US families sue over Air France crash
The families of two Americans killed when an Air France jet plunged into the seas off Brazil are suing the airline and the plane maker Airbus for negligence, court documents showed on Thursday.
According to the case filed on Wednesday with a court in Houston, Texas, the families of Michael and Anne Harris believe that the air speed monitors and radar equipment known as pitots on the Airbus 330-200 were to blame, among other faults, for the crash.
Flight AF 447 crashed on 31 May in waters off Brazil after taking off from Rio de Janeiro bound for Paris with the loss of all 228 people on board. The cause of the accident has not been confirmed and the flight recorders are still missing.
The families are claiming unspecified damages for the deaths of Michael and Anne Harris.
Air France "breached its duty of care in many ways", including "failing to properly navigate and/or operate the subject aircraft in a safe and competent manner by allowing the aircraft to fly with defective pitot tubes," the lawsuit says.
"Air France knew or should have known that if the subject aircraft was not operated following standard, reasonably prudent, and acceptable piloting techniques and skills in the operation of the subject flight, there would be an unreasonable risk of harm to persons operating, flying and/or being flown aboard the subject aircraft."
The lawsuit quotes from two Airbus documents dating from September 2007 and November 2008 about procedures for replacing the pitots.
"Airbus had specific and detailed knowledge of the enhanced dangers of flying with defective components," it added.

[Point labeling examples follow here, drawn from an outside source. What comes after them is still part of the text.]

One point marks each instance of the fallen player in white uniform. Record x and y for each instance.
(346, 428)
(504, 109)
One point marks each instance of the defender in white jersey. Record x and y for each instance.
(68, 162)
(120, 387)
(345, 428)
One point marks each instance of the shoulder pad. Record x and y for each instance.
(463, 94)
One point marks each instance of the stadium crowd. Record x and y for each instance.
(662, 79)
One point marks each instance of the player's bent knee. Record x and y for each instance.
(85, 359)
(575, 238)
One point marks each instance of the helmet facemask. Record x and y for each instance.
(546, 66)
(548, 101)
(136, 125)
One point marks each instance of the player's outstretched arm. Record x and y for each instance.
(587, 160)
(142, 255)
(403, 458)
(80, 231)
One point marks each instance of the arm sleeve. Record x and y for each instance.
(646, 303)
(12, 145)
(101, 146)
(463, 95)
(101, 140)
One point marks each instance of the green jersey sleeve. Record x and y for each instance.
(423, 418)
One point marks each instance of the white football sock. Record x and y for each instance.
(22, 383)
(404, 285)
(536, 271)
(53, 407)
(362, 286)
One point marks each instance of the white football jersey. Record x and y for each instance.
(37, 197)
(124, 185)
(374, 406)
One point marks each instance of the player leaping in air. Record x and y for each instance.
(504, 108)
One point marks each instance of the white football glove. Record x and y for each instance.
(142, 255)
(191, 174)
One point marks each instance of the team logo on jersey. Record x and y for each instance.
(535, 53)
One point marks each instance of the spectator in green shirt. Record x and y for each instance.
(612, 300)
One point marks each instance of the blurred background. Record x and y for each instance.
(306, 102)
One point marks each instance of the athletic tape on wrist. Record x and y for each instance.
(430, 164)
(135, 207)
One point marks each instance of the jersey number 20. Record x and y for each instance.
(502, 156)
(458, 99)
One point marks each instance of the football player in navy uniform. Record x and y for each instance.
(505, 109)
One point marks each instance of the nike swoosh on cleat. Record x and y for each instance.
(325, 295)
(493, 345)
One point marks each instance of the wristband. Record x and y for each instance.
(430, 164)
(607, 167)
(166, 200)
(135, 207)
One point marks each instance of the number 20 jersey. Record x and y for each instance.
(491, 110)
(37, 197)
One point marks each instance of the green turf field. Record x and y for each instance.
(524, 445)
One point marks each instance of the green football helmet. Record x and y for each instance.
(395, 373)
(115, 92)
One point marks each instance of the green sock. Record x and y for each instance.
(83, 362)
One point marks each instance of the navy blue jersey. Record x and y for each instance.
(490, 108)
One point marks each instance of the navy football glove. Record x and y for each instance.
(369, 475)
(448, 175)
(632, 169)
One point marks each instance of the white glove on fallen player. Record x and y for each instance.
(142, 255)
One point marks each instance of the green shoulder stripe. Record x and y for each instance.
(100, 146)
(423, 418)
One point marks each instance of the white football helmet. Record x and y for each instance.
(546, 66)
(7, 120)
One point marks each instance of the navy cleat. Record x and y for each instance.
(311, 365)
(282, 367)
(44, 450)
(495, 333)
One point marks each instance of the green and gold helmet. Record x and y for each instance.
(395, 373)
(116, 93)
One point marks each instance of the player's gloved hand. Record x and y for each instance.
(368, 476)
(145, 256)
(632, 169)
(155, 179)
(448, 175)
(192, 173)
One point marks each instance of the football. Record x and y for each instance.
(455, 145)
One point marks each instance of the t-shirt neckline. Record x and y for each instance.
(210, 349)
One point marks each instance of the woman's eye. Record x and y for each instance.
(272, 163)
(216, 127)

French manufacturers Thales, which builds the components, as well as American firms Honeywell International and Rockwell Collins are also named.
Air France would not comment on the case until it had examined the details, while Airbus Americas communications manager Mary Anne Greczyn said: "We are aware of it, but do not comment on open lawsuits."
Since the crash, international air safety agencies have ordered airlines to replace older pitot probes and those made by the Thales with newer versions made by the US manufacturer Goodrich.
French investigators have said it could take up to 18 months to wrap up their probe into the mysterious crash.
But other relatives of the crash victims have also pointed the finger at the jet's air speed monitors, which they say were faulty.
In particular, they have alleged that Airbus and Air France knew about longstanding concerns over the A330's Pitots but had failed to replace them.
Pilots say it is extremely difficult to control a modern jet, particularly at high speed and altitude in tropical weather, when the plane's three pitots are recording conflicting, false or absent air speed data.
There were 32 different nationalities on board the doomed flight, among them 72 French citizens, 59 Brazilians and 26 Germans.